Schevenhoven, Francine (2021-02-08). Training of supermodels in the context of weather and climate forecasting (PhD thesis, University of Bergen, Bergen, Norway). .

Summary: Given a set of imperfect weather or climate models, predictions can be improved by combining the models dynamically into a so called `supermodel’. The models are optimally combined to compensate their individual errors. This is different from the standard multi-model ensemble approach (MME), where the model output is statistically combined after the simulations. Instead, the supermodel can create a trajectory closer to observations than any of the imperfect models. By intervening during the forecast, errors can be reduced at an early stage and the ensemble can exhibit different dynamical behavior than any of the individual models. In this way, common errors between the models can be removed and new, physically correct behavior can appear.
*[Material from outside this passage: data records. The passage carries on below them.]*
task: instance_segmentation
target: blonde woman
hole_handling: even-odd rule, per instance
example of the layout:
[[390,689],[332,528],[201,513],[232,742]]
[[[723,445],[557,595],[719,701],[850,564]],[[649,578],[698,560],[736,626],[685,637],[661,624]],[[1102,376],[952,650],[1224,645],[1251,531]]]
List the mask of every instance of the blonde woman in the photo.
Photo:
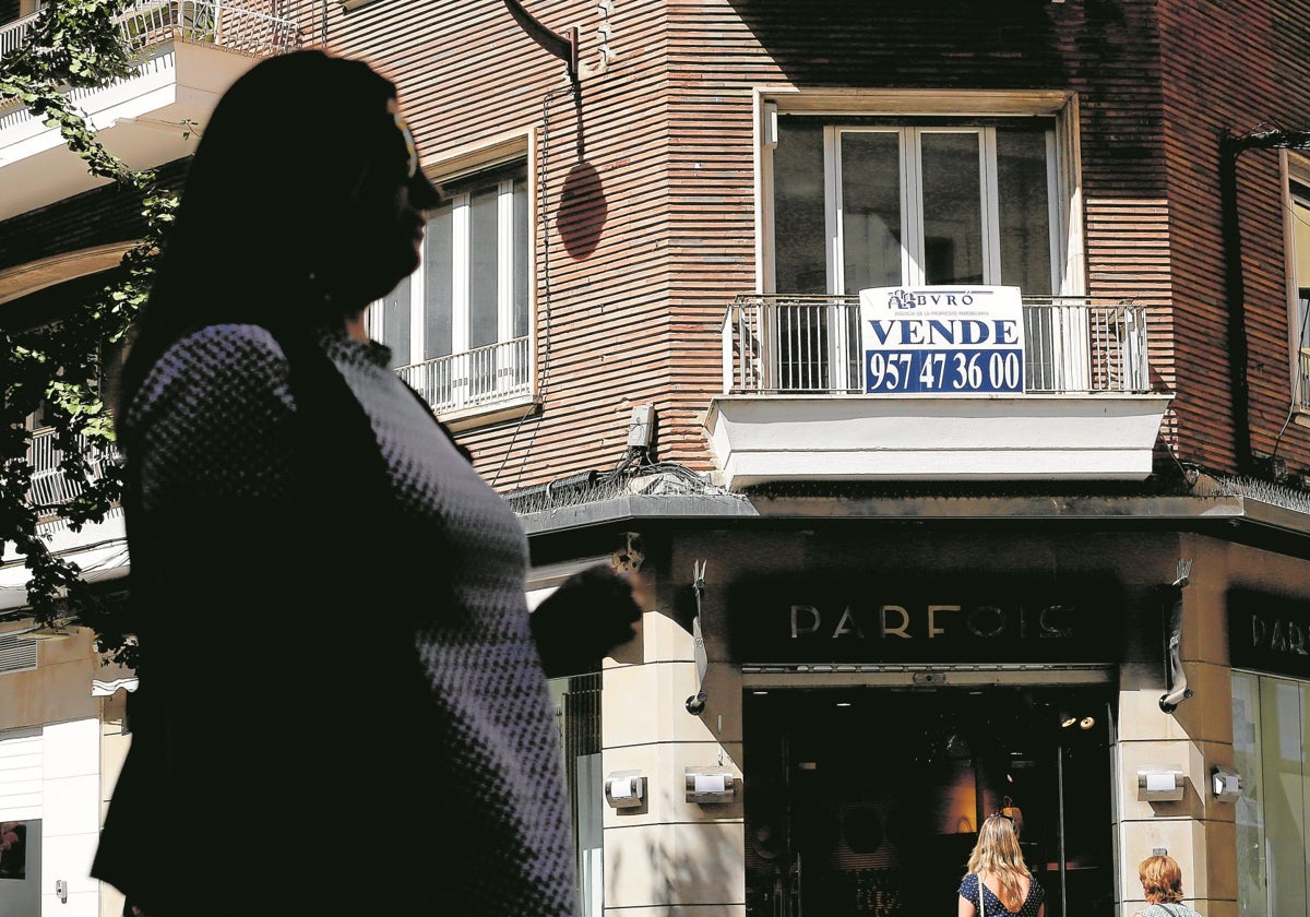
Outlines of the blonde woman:
[[988,816],[960,882],[959,917],[1044,917],[1045,899],[1023,863],[1014,821],[1007,815]]
[[1148,857],[1137,866],[1146,907],[1133,917],[1201,917],[1183,904],[1183,870],[1172,857]]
In our simplified context of models sharing the same evolution function and phase space, we can define either a connected or a weighted supermodel. A connected supermodel uses nudging to bring the models closer together, while in a weighted supermodel all model states are replaced at regular time intervals (i.e., restarted) by the weighted average of the individual model states. To obtain optimal connection coefficients or weights, we need to train the supermodel on the basis of historical observations. A standard training approach such as minimization of a cost function requires many model simulations, which is computationally very expensive. This thesis has focused on developing two new methods to efficiently train supermodels. The first method is based on an idea called cross pollination in time, where models exchange states during the training. The second method is a synchronization-based learning rule, originally developed for parameter estimation.
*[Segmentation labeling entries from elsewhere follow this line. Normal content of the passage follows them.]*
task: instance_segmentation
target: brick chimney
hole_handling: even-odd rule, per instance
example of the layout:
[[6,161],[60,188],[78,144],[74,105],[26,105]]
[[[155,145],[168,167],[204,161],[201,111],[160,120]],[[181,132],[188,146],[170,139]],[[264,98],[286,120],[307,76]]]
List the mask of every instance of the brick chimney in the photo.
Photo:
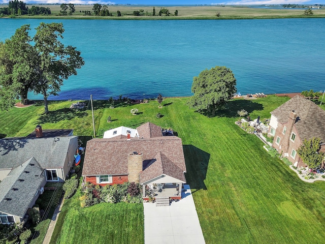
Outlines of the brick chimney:
[[42,126],[41,126],[40,125],[38,125],[35,128],[35,134],[36,134],[36,137],[43,137]]
[[127,156],[127,173],[128,181],[140,182],[140,173],[142,171],[143,155],[136,151]]
[[291,136],[295,123],[297,120],[297,115],[298,114],[295,112],[295,110],[290,111],[289,114],[288,122],[285,125],[285,126],[286,126],[285,135],[282,139],[282,144],[283,145],[284,148],[281,148],[281,149],[283,150],[283,153],[289,152],[288,150],[289,149],[289,144],[290,144],[290,137]]

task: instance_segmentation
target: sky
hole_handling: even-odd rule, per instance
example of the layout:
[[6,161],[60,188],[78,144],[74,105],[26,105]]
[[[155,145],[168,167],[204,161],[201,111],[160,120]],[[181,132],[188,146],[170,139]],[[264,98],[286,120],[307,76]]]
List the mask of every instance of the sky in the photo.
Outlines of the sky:
[[[325,4],[325,0],[22,0],[26,4],[132,4],[139,5]],[[0,0],[8,3],[9,0]]]

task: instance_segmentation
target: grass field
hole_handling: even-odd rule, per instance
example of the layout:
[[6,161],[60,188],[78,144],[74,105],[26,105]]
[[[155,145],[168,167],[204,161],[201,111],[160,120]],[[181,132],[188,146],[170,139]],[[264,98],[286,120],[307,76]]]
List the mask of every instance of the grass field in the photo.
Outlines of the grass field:
[[[122,125],[135,128],[147,121],[178,133],[183,144],[186,180],[207,243],[321,243],[325,237],[325,182],[301,181],[281,160],[271,158],[257,137],[235,124],[238,110],[246,109],[252,119],[258,115],[270,117],[270,112],[288,98],[269,96],[251,101],[233,100],[214,117],[189,109],[187,99],[166,99],[161,109],[156,101],[121,103],[113,109],[104,101],[96,101],[97,133],[100,135]],[[52,113],[45,117],[40,106],[12,109],[6,114],[12,119],[22,119],[16,126],[21,132],[12,129],[10,133],[28,134],[36,125],[33,123],[43,119],[44,129],[72,128],[75,135],[81,132],[91,135],[91,111],[79,111],[82,115],[74,118],[77,112],[69,112],[69,106],[66,102],[51,102]],[[131,115],[133,108],[139,110],[137,116]],[[325,108],[323,104],[322,108]],[[29,113],[29,117],[19,116],[23,109]],[[158,112],[164,116],[156,118]],[[0,116],[5,117],[2,113]],[[70,113],[66,118],[64,113]],[[109,115],[111,123],[107,122]],[[1,123],[0,132],[5,128]],[[51,243],[72,243],[69,235],[75,240],[84,238],[74,243],[129,243],[131,239],[143,243],[143,233],[135,233],[134,230],[135,223],[137,228],[143,228],[142,204],[99,204],[85,209],[79,204],[78,195],[64,203]],[[126,230],[122,231],[123,228]]]
[[[169,10],[170,16],[152,16],[153,7],[148,6],[109,6],[108,9],[113,14],[112,17],[105,16],[85,16],[82,11],[92,11],[92,5],[75,5],[76,12],[72,16],[61,16],[59,15],[61,10],[59,5],[27,5],[29,8],[32,6],[39,6],[51,9],[52,14],[48,16],[24,15],[23,18],[101,18],[108,19],[269,19],[281,18],[305,18],[305,17],[325,17],[325,9],[312,10],[314,15],[312,16],[306,16],[303,15],[303,9],[258,9],[248,8],[245,6],[167,6],[165,8]],[[157,15],[160,7],[155,7],[156,14]],[[134,16],[134,11],[144,10],[143,15]],[[175,10],[178,11],[178,15],[174,16]],[[116,17],[116,11],[121,12],[122,16]],[[81,11],[81,12],[80,12]],[[220,14],[219,17],[216,14]]]

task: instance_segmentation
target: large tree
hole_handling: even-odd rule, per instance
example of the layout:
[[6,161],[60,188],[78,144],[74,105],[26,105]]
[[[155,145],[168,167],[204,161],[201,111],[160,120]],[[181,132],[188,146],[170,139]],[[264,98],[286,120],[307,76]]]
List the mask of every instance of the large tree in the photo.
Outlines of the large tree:
[[34,92],[43,95],[45,114],[49,110],[47,97],[57,95],[63,80],[77,75],[77,69],[84,64],[81,52],[72,46],[64,47],[58,38],[63,38],[61,23],[41,23],[34,38],[36,52],[35,71],[37,79]]
[[[20,96],[23,103],[25,103],[27,93],[31,90],[35,79],[32,67],[35,53],[30,45],[32,39],[28,35],[30,29],[28,25],[22,25],[1,47],[0,84],[3,93],[1,96],[2,104],[5,107],[12,104],[13,99],[18,98],[15,94]],[[5,95],[6,93],[8,94]],[[4,97],[8,99],[9,95],[12,99],[4,104]]]
[[75,47],[66,47],[58,40],[63,38],[62,23],[41,23],[32,39],[29,29],[29,25],[23,25],[0,45],[0,107],[12,105],[17,94],[23,99],[34,90],[43,95],[48,114],[48,96],[57,95],[63,80],[76,75],[84,62]]
[[215,111],[231,99],[236,92],[236,80],[232,71],[225,67],[216,66],[201,72],[193,78],[190,98],[191,108],[207,111],[214,116]]
[[311,169],[316,169],[324,161],[324,154],[319,151],[320,142],[320,139],[315,137],[305,139],[304,144],[297,150],[303,162]]

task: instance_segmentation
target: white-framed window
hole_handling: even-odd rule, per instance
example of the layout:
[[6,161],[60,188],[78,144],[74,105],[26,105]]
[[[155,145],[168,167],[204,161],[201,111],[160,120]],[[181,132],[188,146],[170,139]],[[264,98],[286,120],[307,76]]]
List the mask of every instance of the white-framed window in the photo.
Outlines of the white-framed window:
[[291,136],[290,137],[290,140],[292,141],[295,141],[295,139],[296,139],[296,134],[294,133],[292,133],[291,134]]
[[294,159],[295,158],[296,158],[296,155],[297,155],[297,152],[296,152],[295,150],[294,150],[294,149],[292,149],[292,151],[291,151],[291,155],[290,155],[290,156],[291,156],[291,157],[292,159]]
[[271,131],[270,132],[270,134],[271,134],[272,136],[274,136],[274,135],[275,135],[275,130],[271,128]]
[[47,169],[45,170],[46,180],[48,181],[58,181],[59,177],[57,176],[56,169]]
[[15,218],[13,216],[0,214],[0,223],[1,224],[14,224]]
[[112,183],[112,175],[108,174],[103,174],[102,175],[99,175],[97,176],[96,182],[97,183]]

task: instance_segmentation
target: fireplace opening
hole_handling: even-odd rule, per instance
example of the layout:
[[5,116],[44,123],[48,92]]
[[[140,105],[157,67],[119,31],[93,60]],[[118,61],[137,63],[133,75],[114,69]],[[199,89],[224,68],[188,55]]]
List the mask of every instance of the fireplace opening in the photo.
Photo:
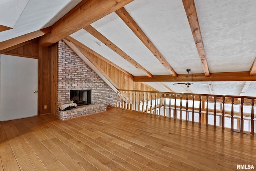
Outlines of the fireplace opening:
[[70,100],[74,100],[78,106],[90,104],[91,90],[70,90]]

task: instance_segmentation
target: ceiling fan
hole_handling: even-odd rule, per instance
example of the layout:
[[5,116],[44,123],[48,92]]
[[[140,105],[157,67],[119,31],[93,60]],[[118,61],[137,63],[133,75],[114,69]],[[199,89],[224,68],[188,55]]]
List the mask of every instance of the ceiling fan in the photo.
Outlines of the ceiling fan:
[[174,83],[173,85],[174,84],[185,84],[187,86],[187,87],[189,87],[189,86],[190,84],[201,84],[201,85],[207,85],[207,84],[204,84],[204,83],[190,83],[188,82],[188,76],[189,76],[189,72],[191,71],[191,70],[190,69],[187,69],[187,72],[188,72],[188,82],[186,83]]

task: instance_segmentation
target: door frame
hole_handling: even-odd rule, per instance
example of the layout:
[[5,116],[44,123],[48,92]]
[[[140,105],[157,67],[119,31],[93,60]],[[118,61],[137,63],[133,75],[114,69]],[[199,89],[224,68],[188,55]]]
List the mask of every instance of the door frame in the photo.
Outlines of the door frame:
[[10,55],[12,56],[17,56],[18,57],[23,57],[23,58],[33,58],[33,59],[36,59],[38,60],[38,77],[37,77],[37,113],[36,115],[39,116],[40,115],[40,90],[41,88],[41,85],[40,84],[40,73],[41,73],[41,58],[39,57],[35,57],[34,56],[28,56],[26,55],[20,55],[20,54],[13,54],[9,53],[3,53],[2,54],[0,54],[0,55]]

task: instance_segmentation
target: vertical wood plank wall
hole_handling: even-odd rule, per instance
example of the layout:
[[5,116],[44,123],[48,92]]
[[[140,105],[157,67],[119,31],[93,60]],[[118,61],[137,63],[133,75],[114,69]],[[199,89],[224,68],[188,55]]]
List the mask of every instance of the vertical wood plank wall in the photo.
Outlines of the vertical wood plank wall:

The techniques are developed on low-order systems, such as Lorenz63, and later applied to different versions of the intermediate-complexity global coupled atmosphere-ocean-land model SPEEDO. Here the observations are from the same models, but with different parameters. The applicability of the method to real observations is tested using sensitivity to noisy and incomplete data. The characteristics the individual models should have in order to be combined together into a supermodel are identified, as well as which physical variables should be connected in a supermodel, and which ones should not. Both training methods result in supermodels that outperform both the individual models and the MME, for short term predictions as well as long term simulations. Furthermore, we show that the novel use of negative weights can improve predictions in cases where model errors do not cancel (for instance, all models are too warm with respect to the truth). A crucial advantage of the proposed training schemes is that in the present context relatively short training periods suffice to find good solutions. Although the validity of our conclusions in the context of real observations and model scenarios has yet to be proved, our results are very encouraging. In principle, the methods are suitable to train supermodels constructed using state-of-the art weather and climate models.